But for a series of major blunders by Nehru across- the spectrum-it would not be an exaggeration to say that he blundered comprehensively-India would have been on a rapidly ascending path to becoming a shining, prosperous, first-world country by the end of his term, and would surely have become so by early 1980s-provided, of course, Nehru's dynasty had not followed him to power. Sadly, Nehru era laid the foundations of India's poverty and misery, condemning it to be forever a developing, third-rate, third-world country.
By chronicling those blunders, this boo highlights THE FACTS BEHIND THE FACADE.
This is a compact book summarising 97 major blunders of Nehru. However, while all major blunders are not covered, none of the minor blunders are included.
The focuses being on blunders, this book does not cover Nehru’s positives-there are a sea of books eulogising Nehru, and reader can refer to them.
It is not the intention of this book to be critical of Nehru, but historical facts, that have often been distorted or glossed over or suppressed must be known widely, lest the mistakes be repeated, and so that India has a brighter future.
This book is different from my earlier voluminous book "Foundations of Misery: Blunders of the Nehruvian Era" (available on Amazon both in the digital and in paperback edition) which does not cover as many blunders as this book does, nor lists them systematically and exhaustively; but which deals in detail with the background, history and particulars of the Integration of the Indian States/ Kashmir: BCE to 1950s/ Tibet: Erasing a Nation/ Himalayan Misadventure (India-China War); The Sinhala &- the Tamils (On Sri-Lankan Tamil Problem); India's Self-Inflicted Poverty/ socialism, Babudom &- Corruption; Being Foreign to Foreign Policy (Disastrous Policies on External Affairs); Ill-informed Internal Policies, Mental &- Cultural Slavery/ Distortion of History &- Cultural Heritage; Dynacracy (Dynastic Democracy), and so on.

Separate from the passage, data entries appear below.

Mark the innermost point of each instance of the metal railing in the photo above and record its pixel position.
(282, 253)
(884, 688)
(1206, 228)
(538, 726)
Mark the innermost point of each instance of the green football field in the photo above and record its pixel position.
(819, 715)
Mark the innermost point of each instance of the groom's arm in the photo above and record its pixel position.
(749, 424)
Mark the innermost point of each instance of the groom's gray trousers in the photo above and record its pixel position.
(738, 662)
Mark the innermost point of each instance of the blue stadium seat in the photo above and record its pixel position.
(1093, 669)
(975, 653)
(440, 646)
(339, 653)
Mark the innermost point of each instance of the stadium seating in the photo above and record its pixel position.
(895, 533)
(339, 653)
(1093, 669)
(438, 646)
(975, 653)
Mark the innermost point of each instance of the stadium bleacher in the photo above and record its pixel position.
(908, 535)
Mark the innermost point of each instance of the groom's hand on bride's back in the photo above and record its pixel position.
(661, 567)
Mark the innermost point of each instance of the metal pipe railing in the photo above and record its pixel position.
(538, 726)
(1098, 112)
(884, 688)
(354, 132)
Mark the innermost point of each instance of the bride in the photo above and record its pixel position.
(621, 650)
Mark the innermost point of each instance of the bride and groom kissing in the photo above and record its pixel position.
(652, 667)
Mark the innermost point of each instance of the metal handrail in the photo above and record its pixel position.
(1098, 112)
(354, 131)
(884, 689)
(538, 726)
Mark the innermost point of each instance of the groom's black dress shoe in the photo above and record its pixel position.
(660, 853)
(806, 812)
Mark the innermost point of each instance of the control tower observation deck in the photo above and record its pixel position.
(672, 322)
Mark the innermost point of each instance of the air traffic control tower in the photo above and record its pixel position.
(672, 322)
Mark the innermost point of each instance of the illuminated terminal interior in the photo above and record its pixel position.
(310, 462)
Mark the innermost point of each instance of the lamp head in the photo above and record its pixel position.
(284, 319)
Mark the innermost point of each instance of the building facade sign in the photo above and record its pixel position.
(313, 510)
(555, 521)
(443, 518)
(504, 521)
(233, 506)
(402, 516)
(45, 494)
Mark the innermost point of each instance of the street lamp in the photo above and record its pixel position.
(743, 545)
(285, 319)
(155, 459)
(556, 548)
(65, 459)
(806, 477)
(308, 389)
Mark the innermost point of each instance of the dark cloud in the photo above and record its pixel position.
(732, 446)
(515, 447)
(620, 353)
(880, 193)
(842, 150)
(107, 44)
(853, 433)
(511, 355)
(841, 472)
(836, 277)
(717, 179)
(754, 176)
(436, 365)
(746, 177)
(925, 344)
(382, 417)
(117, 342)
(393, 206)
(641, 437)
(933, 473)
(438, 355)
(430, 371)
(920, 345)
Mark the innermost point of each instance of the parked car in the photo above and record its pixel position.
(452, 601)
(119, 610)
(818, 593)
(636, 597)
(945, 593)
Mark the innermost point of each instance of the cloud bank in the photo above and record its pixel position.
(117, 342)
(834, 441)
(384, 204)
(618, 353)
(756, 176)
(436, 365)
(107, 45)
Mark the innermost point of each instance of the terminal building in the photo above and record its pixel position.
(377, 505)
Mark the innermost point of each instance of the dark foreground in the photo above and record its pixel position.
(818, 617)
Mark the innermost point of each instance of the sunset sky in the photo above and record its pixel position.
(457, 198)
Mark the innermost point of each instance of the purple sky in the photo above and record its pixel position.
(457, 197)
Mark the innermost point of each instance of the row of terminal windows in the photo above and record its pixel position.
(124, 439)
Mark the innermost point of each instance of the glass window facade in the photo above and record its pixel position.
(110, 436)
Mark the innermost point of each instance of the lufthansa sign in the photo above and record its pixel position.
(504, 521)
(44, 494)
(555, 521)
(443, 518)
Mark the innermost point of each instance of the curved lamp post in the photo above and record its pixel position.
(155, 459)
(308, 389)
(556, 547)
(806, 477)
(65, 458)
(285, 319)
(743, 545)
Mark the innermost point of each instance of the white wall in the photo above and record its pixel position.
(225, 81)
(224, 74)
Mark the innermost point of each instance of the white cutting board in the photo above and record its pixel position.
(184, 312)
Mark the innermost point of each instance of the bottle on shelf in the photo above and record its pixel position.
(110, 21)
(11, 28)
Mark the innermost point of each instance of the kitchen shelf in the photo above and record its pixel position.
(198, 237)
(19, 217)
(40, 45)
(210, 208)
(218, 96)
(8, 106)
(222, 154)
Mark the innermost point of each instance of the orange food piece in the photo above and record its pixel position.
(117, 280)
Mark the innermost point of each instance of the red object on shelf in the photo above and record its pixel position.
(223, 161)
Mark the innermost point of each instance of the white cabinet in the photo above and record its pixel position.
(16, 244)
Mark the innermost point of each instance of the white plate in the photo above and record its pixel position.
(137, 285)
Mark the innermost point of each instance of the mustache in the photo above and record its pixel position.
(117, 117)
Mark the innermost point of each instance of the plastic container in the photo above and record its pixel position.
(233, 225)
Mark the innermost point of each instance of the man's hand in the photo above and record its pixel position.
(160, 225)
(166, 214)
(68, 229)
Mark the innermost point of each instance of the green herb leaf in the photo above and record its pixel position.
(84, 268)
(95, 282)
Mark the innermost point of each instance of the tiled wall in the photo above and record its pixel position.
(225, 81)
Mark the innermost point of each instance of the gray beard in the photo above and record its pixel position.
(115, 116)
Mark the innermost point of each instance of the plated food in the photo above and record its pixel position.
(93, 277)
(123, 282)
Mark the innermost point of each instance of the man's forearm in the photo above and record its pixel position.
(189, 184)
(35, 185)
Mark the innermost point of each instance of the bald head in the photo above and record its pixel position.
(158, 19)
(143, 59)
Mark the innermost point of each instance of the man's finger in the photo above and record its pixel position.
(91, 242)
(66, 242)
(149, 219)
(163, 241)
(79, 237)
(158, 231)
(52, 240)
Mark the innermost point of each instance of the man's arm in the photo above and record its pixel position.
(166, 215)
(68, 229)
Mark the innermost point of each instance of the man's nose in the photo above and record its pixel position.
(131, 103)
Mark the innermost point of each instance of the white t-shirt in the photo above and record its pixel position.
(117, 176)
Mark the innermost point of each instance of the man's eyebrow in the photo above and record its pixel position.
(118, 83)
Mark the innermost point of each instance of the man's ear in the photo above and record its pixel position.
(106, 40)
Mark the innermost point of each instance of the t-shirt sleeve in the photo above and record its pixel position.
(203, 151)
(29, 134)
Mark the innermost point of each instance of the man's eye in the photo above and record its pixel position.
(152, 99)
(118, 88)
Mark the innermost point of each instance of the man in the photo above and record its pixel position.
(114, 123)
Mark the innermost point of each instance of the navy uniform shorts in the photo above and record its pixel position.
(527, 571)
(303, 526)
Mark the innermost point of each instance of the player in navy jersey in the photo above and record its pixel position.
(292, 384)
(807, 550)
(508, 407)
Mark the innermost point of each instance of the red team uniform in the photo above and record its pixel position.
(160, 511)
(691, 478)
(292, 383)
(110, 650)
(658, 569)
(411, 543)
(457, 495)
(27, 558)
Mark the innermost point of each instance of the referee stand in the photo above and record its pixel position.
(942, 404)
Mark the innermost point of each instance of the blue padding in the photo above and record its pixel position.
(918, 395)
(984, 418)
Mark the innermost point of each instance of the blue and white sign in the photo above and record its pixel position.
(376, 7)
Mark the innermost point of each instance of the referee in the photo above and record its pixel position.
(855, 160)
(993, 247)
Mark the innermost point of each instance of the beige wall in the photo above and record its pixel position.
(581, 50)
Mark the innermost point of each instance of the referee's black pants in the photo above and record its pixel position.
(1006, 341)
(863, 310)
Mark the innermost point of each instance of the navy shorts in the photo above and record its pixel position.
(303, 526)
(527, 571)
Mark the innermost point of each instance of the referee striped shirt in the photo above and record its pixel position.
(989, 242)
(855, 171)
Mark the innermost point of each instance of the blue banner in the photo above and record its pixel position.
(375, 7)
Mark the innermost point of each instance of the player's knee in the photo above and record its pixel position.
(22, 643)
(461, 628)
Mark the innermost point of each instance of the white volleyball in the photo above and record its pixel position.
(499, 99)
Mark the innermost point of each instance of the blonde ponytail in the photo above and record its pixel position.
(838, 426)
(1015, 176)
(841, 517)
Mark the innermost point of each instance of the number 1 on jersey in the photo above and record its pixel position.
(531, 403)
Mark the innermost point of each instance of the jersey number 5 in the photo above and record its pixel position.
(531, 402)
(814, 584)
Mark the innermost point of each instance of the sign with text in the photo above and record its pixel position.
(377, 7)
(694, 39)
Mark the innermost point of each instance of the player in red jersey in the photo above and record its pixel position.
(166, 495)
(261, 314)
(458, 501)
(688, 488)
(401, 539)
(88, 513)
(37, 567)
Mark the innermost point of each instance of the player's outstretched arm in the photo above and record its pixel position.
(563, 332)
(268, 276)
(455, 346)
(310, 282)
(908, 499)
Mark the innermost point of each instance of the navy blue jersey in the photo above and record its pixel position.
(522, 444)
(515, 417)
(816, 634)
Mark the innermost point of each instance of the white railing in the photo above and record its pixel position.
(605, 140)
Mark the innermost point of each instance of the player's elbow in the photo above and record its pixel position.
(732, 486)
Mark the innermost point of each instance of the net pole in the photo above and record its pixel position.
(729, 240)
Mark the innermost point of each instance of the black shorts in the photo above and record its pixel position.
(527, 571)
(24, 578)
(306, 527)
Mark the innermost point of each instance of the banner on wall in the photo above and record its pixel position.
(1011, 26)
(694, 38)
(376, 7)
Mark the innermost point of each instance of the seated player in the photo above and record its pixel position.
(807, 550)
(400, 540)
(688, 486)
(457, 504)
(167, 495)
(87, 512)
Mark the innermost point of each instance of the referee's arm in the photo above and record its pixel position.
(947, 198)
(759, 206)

This book has a wider coverage compared to the above, but does not deal in the background, history and details like the above does. Many aspects which you would find in this book you would not find in the book above, and vice versa.
Shashi Tharoor titled his book 'Nehru: the Invention of India: Yes, Nehru was honest, upright, knowledgeable, secular, cultured, hard-working, and a man of integrity. He was a capable leader, who gave his all to the nation. One also has to appreciate Nehru's physical fitness, despite his busy and stressful life-it was thanks to yoga and his healthy life style. His was reportedly a singularly unmedicated body till about two years before his death.
He wrote books, and they were good, though not great. They were rather average.
He was courageous-unlike the current nobodies moving under loads of security. Once during the 1947 riots, when he saw a person being attacked in Chandni Chowk, he stopped his car and personally charged-in to save him.
He was a popular leader. He valued the virtues of parliamentary democracy, secularism and liberalism. He was one of the founders of Non-Aligned Movement.
As an unfailing nationalist, he implemented policies which stressed commonality among Indians while still appreciating regional diversities. He was instrumental in setting up of the Planning Commission, National Laboratories, IITs, IIMs, and a vast public sector.
Nehru was personally an honest person. If you read MO Mathai's book 'Reminiscences of the Nehru Age’, you would come across many examples of his uprightness. MO Mathai was his PA. Like when Mathai suggested to him that he could deduct expenses for typing and other such incidentals from his income from sale of his books when filing income-tax returns to get deduction that was legally permissible, Nehru answered in the negative saying that when he had not incurred the expenses how could he seek deduction, even if legally allowed.
There is another good example from Kuldip Nayar's 'Beyond the Lines': "This incident might prick the conscience of today's leaders. Bhim Sen Sachar, then chief minister of Punjab, approached Nehru with an embarrassing request. Vijayalakshmi Pandit had stayed at the Shimla Circuit House, then part of Punjab, and had not paid the bill of Rs 2500. Sachar was told by his governor, C. Trivedi, to put the expense under some miscellaneous state government account. However, Sachar was a stickler for propriety. Nehru said that he could not clear the bill at one go but would pay the Punjab government in instalments. Nehru sent the amount in five instalments, each time drawing a cheque on his personal account."
Unfortunately, Nehru allowed others to be corrupt-reminds one of Manmohan Singh!
There are a host of books that eulogise Nehru. What can be mentioned here would be a drop in the ocean. However, this book seeks to highlight the vital and critical aspects about Nehru that are often swept under the carpet. Nehruvian blunders are summarised in this book, but they are not covered in detail. For details, please read the book "Foundations of Misery: Blunders of the Nehruvian Era" (www.rkpbooks.com), available on Amazon both in the digital and in paperback edition.
'Blunders' in this book is used as a general term to also include failures, neglect, wrong policies, bad decisions, despicable and disgraceful acts, usurping underserved posts, etc.